Eberhard Metternich (b. 24 July 1959 in Limburg an der Lahn) is a German catholic church musician, school musician, singer, cathedral kapellmeister and professor for choral conducting in Cologne.

Metternich sang with the Limburger Domsingknaben as a youth. After his schooling, which ended in 1979 with the Abitur at the Fürst-Johann-Ludwig-Schule in Hadamar, he studied school music, German studies and singing in Cologne and later continued his studies in choral conducting at the Hochschule für Musik und Darstellende Kunst Frankfurt am Main with Uwe Gronostay. He also studied in Vienna and with Eric Ericson in Stockholm.

In 1985 Metternich became cantor in Mainz. In 1987 he was called to Cologne as Domkapellmeister. Responsible for the conception of the Cologne Cathedral Music, he expanded the "Musikschule des Kölner Domchores" and founded the concert series "Geistliche Musik am Dreikönigsschrein" in 1991. Among other things, he conducts the Vokalensemble Kölner Dom and the Kölner Domchor. In addition, Metternich led the collegium vocale limburg until the mid-1990s.

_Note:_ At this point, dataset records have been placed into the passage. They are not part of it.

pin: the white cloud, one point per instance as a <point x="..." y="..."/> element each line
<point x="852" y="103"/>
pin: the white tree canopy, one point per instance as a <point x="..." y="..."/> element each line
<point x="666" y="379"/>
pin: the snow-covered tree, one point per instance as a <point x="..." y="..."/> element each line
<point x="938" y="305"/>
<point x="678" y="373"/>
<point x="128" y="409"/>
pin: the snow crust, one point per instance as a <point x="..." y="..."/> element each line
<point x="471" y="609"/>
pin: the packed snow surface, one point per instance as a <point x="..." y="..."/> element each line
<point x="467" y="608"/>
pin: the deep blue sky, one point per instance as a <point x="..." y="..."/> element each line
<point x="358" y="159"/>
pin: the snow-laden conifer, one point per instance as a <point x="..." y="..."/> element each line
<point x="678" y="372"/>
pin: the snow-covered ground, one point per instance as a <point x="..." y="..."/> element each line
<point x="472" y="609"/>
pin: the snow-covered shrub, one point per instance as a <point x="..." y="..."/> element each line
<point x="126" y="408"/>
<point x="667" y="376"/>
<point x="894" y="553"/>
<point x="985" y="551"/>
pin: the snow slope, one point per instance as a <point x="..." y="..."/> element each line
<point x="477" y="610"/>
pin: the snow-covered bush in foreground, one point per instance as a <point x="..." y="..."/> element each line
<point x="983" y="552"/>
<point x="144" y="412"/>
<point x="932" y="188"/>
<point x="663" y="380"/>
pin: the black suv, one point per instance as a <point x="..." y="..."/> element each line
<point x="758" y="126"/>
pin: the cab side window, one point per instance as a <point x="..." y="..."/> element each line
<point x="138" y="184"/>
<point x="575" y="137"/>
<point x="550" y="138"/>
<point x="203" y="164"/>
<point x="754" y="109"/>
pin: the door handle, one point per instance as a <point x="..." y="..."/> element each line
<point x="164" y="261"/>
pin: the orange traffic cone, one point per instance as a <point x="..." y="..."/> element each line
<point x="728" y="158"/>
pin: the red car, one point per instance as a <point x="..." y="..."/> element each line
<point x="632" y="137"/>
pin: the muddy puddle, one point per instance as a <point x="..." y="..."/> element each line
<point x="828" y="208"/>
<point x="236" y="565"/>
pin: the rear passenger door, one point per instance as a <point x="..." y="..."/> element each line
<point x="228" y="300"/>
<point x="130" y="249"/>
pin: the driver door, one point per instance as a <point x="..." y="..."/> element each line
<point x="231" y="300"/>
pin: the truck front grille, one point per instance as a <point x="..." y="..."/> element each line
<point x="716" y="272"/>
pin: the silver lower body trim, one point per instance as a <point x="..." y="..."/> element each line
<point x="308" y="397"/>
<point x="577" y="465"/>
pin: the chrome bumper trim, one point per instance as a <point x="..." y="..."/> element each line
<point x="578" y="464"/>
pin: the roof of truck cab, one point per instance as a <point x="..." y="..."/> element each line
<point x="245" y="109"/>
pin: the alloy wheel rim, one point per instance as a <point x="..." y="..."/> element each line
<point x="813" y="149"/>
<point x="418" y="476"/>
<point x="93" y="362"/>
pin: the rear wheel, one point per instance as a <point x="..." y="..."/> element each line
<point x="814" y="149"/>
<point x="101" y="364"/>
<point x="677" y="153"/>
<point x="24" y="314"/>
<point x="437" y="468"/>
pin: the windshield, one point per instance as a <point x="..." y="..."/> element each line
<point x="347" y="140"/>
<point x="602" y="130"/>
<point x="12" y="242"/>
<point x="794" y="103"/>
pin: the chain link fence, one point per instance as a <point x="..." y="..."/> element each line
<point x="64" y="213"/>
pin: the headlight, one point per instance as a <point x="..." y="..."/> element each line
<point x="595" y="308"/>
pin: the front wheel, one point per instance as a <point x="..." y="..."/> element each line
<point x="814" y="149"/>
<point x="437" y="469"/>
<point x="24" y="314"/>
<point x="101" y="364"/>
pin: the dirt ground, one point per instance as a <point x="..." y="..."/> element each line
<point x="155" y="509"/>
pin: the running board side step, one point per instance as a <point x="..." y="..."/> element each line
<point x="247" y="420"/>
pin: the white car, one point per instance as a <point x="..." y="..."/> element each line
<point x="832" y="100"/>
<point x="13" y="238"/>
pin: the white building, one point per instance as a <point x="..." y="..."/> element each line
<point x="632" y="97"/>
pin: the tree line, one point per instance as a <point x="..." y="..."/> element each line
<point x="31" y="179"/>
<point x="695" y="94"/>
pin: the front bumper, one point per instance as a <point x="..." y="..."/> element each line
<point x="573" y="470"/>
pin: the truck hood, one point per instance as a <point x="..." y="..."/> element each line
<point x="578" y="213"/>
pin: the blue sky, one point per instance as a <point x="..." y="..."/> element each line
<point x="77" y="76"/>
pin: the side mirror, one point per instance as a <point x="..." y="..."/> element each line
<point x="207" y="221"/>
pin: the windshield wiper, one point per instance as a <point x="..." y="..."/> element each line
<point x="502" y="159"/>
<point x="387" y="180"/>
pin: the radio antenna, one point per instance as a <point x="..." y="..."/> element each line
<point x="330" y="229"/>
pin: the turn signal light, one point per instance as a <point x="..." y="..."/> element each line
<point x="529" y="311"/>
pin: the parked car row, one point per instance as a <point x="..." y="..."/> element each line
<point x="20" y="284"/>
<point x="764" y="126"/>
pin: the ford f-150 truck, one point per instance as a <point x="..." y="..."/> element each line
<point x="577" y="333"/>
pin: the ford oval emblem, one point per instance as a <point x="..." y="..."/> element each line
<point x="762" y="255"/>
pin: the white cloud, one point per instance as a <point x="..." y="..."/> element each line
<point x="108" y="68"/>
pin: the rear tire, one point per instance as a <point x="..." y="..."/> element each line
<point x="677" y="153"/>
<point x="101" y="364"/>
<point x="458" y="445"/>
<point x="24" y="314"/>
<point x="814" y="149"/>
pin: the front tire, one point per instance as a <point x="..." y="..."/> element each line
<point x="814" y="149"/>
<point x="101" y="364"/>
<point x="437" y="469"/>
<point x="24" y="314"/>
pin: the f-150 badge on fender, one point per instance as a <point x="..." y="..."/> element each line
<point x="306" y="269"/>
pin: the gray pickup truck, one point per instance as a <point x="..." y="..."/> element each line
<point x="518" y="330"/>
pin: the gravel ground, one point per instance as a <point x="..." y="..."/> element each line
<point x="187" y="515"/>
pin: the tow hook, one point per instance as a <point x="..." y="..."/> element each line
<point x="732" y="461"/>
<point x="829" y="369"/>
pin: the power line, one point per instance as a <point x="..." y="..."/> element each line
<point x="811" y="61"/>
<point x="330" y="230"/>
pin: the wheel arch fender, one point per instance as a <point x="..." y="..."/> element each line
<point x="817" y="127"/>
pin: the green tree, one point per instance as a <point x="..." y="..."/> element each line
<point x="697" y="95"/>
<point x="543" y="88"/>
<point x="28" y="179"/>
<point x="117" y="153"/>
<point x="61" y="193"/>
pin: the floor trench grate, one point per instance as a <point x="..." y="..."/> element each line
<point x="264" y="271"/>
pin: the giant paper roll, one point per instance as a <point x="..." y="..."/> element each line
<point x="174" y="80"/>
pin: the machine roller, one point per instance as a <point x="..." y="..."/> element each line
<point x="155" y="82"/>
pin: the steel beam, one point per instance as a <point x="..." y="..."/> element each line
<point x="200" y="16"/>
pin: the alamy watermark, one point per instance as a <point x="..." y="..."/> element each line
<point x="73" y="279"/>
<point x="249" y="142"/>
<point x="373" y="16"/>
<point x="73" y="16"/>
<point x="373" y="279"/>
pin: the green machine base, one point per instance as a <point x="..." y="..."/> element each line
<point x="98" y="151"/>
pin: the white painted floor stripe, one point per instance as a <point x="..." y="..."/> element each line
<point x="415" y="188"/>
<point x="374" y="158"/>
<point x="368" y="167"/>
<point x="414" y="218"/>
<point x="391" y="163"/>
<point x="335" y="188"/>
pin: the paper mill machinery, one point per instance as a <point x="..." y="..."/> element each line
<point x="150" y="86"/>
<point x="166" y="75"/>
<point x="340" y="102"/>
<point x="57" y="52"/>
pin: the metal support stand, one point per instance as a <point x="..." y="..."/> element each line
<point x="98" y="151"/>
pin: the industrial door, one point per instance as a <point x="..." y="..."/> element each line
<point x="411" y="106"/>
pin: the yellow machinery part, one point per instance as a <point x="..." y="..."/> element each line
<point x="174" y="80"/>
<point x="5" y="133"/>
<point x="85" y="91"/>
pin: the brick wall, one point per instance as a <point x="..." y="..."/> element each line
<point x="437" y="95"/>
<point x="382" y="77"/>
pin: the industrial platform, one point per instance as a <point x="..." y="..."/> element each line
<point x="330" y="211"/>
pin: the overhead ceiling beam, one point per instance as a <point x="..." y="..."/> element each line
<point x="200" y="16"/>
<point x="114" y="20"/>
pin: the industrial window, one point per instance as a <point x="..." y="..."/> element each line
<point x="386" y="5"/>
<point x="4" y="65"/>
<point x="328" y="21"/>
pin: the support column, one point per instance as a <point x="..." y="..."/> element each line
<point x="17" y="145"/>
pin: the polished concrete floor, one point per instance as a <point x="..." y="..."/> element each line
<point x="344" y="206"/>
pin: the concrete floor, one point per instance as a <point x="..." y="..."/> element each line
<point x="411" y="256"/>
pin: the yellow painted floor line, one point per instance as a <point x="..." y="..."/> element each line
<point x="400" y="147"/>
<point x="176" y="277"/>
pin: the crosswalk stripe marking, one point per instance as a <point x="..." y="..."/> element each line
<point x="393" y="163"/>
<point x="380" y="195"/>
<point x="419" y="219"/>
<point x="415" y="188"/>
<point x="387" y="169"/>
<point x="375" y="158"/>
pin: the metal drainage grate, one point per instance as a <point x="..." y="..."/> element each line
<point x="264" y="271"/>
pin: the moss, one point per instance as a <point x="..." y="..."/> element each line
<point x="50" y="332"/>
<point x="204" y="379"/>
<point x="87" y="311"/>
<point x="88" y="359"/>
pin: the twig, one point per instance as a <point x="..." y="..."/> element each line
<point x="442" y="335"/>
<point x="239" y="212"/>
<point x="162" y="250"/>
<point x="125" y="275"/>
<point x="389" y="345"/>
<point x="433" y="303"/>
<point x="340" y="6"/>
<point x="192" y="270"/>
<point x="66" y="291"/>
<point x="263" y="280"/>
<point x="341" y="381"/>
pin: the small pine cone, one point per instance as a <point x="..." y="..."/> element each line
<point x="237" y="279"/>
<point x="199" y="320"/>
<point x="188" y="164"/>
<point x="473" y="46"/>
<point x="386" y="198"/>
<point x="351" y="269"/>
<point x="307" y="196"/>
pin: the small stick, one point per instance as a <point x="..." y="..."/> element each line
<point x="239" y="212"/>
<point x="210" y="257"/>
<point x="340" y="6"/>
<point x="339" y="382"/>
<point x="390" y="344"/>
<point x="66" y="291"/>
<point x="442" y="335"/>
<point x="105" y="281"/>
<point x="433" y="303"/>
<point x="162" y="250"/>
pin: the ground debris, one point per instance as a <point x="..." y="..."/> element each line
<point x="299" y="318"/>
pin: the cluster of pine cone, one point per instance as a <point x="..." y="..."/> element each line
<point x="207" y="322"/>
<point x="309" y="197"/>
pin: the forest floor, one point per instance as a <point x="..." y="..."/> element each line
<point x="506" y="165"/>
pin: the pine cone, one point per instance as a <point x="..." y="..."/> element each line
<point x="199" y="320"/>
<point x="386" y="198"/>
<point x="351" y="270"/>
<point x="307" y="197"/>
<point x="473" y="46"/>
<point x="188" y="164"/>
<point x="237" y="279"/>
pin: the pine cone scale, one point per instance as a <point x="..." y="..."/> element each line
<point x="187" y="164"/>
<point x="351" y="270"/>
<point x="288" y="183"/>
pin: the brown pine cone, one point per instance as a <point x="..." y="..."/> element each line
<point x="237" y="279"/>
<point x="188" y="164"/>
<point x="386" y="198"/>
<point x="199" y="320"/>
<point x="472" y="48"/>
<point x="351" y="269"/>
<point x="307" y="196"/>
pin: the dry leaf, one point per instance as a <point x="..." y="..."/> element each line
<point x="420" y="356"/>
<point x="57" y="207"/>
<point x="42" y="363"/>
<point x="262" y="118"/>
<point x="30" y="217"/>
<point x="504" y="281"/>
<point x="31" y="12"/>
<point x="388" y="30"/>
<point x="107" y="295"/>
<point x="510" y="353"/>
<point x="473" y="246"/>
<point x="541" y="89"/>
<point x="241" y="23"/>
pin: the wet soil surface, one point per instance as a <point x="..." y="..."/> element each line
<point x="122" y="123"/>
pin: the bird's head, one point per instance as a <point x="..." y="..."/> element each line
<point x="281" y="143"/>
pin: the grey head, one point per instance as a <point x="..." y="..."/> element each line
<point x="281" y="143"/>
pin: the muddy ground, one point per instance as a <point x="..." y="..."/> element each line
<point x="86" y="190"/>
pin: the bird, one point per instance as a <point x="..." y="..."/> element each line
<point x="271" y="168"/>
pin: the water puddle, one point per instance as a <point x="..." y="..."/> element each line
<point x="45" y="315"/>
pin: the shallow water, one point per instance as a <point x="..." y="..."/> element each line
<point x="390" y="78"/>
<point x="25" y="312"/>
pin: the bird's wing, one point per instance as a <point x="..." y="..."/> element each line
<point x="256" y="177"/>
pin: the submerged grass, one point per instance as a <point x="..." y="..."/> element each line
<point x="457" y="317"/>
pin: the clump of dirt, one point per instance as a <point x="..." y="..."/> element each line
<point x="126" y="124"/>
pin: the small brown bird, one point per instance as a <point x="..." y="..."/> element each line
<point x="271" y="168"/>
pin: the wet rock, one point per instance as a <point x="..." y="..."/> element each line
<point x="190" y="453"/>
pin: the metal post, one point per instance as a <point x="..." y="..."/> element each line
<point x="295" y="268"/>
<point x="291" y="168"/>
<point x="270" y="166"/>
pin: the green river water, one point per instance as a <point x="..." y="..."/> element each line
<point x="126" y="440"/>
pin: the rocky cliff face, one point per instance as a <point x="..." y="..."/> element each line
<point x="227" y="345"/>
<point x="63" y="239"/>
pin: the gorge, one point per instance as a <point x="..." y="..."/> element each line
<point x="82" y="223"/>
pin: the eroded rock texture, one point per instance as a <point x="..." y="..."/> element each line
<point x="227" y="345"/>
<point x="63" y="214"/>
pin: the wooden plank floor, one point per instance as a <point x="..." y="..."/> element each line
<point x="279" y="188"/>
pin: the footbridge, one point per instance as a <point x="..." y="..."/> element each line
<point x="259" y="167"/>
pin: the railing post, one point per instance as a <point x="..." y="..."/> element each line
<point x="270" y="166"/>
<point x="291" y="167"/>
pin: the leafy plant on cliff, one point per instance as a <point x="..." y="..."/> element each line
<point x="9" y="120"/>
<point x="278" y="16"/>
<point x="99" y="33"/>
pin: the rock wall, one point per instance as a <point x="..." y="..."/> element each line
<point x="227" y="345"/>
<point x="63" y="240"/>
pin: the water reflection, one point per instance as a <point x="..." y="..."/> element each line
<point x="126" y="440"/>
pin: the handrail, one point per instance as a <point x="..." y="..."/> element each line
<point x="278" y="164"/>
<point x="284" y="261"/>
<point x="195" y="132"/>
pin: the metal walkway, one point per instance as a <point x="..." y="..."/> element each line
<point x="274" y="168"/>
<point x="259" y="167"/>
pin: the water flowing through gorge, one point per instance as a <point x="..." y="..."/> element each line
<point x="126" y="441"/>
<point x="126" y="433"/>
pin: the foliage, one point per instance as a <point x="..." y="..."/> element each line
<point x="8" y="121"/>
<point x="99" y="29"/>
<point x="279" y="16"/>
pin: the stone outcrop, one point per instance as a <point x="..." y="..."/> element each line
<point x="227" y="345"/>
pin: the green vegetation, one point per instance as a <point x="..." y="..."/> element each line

Since 1993, Metternich has been a lecturer for choral conducting at the Hochschule für Musik Köln. In 2001 he was appointed honorary professor there.

== Awards ==
With the Cologne Cathedral Choir he won first prize at the 6th German Choir Competition (2002) in Osnabrück in the category "Knabenchöre". With the collegium vocale limburg he won the 1st prize in the category "male chamber choirs" at the 2nd German Choir Competition (1985) in Hanover.

== Publication ==
- Carl Leibl: Mass No. 3 in E flat major, published as first edition in the Denkmäler Rheinischer Musik series.